178(1) An order of discharge does not release the bankrupt from…(d) any debt or liability arising out of fraud, embezzlement, misappropriation or defalcation while acting in a fiduciary capacity…; (e) any debt or liability resulting from obtaining property by false pretences or fraudulent misrepresentation;


The Estate Trustee’s counsel later requested an opportunity to address the issues under section 178 of the BIA which the Judge granted. Justice Ellies determined that the Court did have jurisdiction to consider the issues raised under section 178(1) of the BIA. Justice Ellies stated that as no formal order had yet been drawn up, he had the jurisdiction to deal with the order requested under section 178. He relied on the Supreme Court of Canada decisions in Paper Machinery Ltd. v. J.O. Ross Engineering Corp.(1934), 1934 CarswellNat 30, [1934] S.C.R. 186, [1934] 2 D.L.R. 239(S.C.C.) and, in particular, Chandler v. Assn. of Architects (Alberta)(1989), [1989] 6 W.W.R. 521, 36 C.L.R. 1, [1989] 2 S.C.R. 848, 70 Alta. L.R. (2d) 193, 40 Admin. L.R. 128, 62 D.L.R. (4th) 577, 99 N.R. 277, 101 A.R. 321, 1989 CarswellAlta 160, 1989 CarswellAlta 620(S.C.C.). Justice Ellies went further to say that even if the final order had been drawn up, issued and entered, it was clear from his earlier decision that the declarations sought were to be determined as a separate matter based upon the facts as he had found them. Therefore, there was no prejudice to the Defendants by granting the Estate Trustee’s request as they had been aware from the commencement of the proceeding that this type of order was going to be sought.

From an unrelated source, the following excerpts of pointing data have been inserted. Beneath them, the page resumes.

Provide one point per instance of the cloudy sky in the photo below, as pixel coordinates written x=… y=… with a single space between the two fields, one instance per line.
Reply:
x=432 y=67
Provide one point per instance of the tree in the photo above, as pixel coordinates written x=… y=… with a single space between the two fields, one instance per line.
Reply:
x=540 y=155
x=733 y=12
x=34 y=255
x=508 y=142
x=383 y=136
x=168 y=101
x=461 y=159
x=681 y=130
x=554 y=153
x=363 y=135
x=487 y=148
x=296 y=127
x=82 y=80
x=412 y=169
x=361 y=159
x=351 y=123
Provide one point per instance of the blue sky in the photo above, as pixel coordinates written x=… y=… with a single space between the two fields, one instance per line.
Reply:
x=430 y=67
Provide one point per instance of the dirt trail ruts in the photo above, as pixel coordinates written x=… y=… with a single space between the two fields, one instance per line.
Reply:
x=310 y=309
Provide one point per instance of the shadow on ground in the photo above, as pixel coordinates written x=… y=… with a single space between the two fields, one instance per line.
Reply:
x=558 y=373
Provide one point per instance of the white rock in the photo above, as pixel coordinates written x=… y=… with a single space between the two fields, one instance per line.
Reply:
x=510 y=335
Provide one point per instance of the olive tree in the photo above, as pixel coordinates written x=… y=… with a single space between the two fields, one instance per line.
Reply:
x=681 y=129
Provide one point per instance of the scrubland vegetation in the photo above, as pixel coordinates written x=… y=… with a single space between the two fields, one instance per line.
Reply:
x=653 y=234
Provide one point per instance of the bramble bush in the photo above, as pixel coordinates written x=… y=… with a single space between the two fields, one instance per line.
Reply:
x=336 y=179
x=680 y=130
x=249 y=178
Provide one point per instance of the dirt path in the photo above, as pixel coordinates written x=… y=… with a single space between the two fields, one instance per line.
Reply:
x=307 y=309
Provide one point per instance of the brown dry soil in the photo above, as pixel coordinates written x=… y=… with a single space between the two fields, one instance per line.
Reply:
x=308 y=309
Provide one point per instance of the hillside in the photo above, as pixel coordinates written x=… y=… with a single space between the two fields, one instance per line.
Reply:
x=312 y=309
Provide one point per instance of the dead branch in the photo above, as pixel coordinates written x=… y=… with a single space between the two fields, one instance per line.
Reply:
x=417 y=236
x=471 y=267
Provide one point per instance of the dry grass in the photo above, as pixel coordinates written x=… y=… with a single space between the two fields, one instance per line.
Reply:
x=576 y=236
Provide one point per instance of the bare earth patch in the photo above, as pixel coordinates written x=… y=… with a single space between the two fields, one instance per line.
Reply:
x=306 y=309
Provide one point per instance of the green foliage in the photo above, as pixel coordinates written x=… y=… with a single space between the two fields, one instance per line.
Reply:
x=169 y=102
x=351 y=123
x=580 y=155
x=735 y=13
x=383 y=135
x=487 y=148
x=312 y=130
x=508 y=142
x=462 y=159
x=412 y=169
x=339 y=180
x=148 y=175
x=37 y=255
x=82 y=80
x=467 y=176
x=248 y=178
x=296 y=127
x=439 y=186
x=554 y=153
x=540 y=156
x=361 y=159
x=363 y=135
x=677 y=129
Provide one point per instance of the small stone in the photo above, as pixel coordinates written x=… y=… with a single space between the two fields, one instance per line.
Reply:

Justice Ellies then had to determine whether or not the debt or liability arose in the circumstances referred to in section 178(1)(d). He concluded that:

It was not necessary that a beneficiary communicate directly or even indirectly with a fiduciary in order to create a fiduciary duty. It is sufficient if the fiduciary is aware that the property in question is being held on behalf of the beneficiary and that the following things are true:

  1. the fiduciary has scope for the exercise of some discretion or power;
  2. the fiduciary can unilaterally exercise that power or discretion so as to affect the beneficiary’s legal or practical interests; and
  3. the beneficiary is particularly vulnerable to or at the mercy of the fiduciary holding the discretion or power.

The Judge concluded that all three criteria had been met in this case and the award was not discharged by the bankruptcy.

It is therefore important, when commencing any litigation where the defendant is likely or has commenced a bankruptcy proceeding, to ensure that a claim is advanced for any amounts awarded by the courts that  fall within the requirements of section 178 of the BIA.